Qual seria o futuro de um político que se apresentasse ao eleitorado
dizendo que vamos empobrecer, que vivemos numa zona do mundo em declínio e que
o grande desafio que temos pela frente é conseguir gerir este momento sem
perder os valores...
essenciais da nossa cultura,
preservando o que se considera essencial e minorando o sofrimento? Na melhor
das hipóteses seria político por um dia, aquele em que fizera tais afirmações.
Viciámo-nos em promessas e
boas notícias. Já nem temos palavras para a realidade: as dívidas chamam-se
investimento, o vandalismo passou a alegado incidente, deixou de se reprovar,
simplesmente não se transita, a prostituição tornou-se trabalho sexual. Como é
próprio das sociedades decadentes perdemos o sentido de Estado e vamo-nos atomizando
em tribos: temos os "filhos dos bairros" para designar os jovens
nascidos nuns bairros que nos foram anunciados como a solução mágica da vida
dos seus pais e agora são uma espécie de mundo sem regras para quem ali vive;
as comunidades africanas esmagadoramente compostas por pessoas que não nasceram
em África mas a quem não sabemos se se pode chamar negro; as "pessoas
LGBT" como se não fôssemos todos, pessoas.
As palavras tiveram de se
adaptar à susceptibilidade das tribos e por isso o sexo passou a género e os
pais estão a caminho de ser reduzidos a progenitores. Cada acto é mais ou menos
grave consoante a tribo que afecta e por isso o direito transformou-se num sub
produto da etno-sociologia: temos a violência doméstica, violência de género,
crimes de colarinho branco, violência em meio escolar.
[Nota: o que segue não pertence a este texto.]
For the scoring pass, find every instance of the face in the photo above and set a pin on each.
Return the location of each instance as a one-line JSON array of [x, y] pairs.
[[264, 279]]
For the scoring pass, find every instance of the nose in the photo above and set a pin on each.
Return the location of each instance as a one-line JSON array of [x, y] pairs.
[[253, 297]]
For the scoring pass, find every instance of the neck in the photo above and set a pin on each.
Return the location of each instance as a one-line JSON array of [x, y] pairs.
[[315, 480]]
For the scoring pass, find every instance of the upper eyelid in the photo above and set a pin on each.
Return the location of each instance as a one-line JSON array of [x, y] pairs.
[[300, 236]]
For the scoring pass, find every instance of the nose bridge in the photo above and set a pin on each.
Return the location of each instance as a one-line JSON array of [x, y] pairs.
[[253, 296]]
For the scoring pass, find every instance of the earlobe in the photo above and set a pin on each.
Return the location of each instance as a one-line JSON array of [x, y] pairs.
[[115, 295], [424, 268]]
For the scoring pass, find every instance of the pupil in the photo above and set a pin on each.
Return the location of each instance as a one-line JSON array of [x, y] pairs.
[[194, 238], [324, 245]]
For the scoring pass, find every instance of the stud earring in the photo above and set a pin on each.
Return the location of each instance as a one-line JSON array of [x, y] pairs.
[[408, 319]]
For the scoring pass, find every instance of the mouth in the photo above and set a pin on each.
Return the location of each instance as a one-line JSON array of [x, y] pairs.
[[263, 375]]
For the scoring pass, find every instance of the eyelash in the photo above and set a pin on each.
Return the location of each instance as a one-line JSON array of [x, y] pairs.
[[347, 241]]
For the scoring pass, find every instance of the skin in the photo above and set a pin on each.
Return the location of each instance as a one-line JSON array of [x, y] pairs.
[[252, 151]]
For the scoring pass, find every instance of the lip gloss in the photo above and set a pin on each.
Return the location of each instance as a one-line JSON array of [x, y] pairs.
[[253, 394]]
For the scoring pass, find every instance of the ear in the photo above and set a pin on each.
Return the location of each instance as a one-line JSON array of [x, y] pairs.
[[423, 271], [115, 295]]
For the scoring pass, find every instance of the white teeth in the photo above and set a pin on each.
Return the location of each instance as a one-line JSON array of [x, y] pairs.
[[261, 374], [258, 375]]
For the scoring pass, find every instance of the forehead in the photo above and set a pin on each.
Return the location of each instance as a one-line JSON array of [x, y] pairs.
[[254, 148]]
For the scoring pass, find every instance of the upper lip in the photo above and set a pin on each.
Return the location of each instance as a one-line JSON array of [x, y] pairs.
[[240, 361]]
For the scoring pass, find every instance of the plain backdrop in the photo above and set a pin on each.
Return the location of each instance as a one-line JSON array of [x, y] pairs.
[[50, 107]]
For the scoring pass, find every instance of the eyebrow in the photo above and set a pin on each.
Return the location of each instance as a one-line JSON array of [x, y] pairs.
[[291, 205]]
Na passada semana uns
portugueses foram esfaqueados na Alemanha mas como a agressão não caiu no
âmbito do crime de ódio logo passou ao rol da insignificância.
O Estado que havia de tomar
conta de nós do berço à cova - agora até às cinzas porque os cemitérios são uma
coisa antiga que nos lembra que existe morte - tornou-se num monstro ávido de
dinheiro que esbulha o possível e o impossível a uma população que o seu
intervencionismo reduziu à anomia. Ninguém é responsável por nada mas apenas o
resultado de uma política de apoio ou de um acto de discriminação. A própria
demografia passou a ser confundida com os abonos de família.
Todos os dias mentimos e nos
mentimos para tornarmos aceitável hoje o que ontem condenávamos: uma
intervenção como a que agora foi feita no Chipre era dita impossível na UE,
campeã tão campeã dos direitos que não há semana em que não legisle sobre o
bem-estar das galinhas e dos porcos.
Pois o que era impossível
tornou-se possível e a UE, essa estrutura tão democrática que não pode ser
votada, continuará a impor os seus critérios de democracia às suiniculturas e
às "questões de género" na composição dos conselhos de administração
das empresas, enquanto os seus políticos garantem hoje que não é possível o que
já sabem que vai acontecer amanhã.
Mas se alguém se pensa
apresentar a votos dizendo isto não levará nem os votos da sua família. Se
calhar nem o seu próprio voto. Porque nós somos como os amantes que no tango
suplicam: "Ay/ abrázame esta noche/
aunque no tengas ganas/ prefiero que me mientas".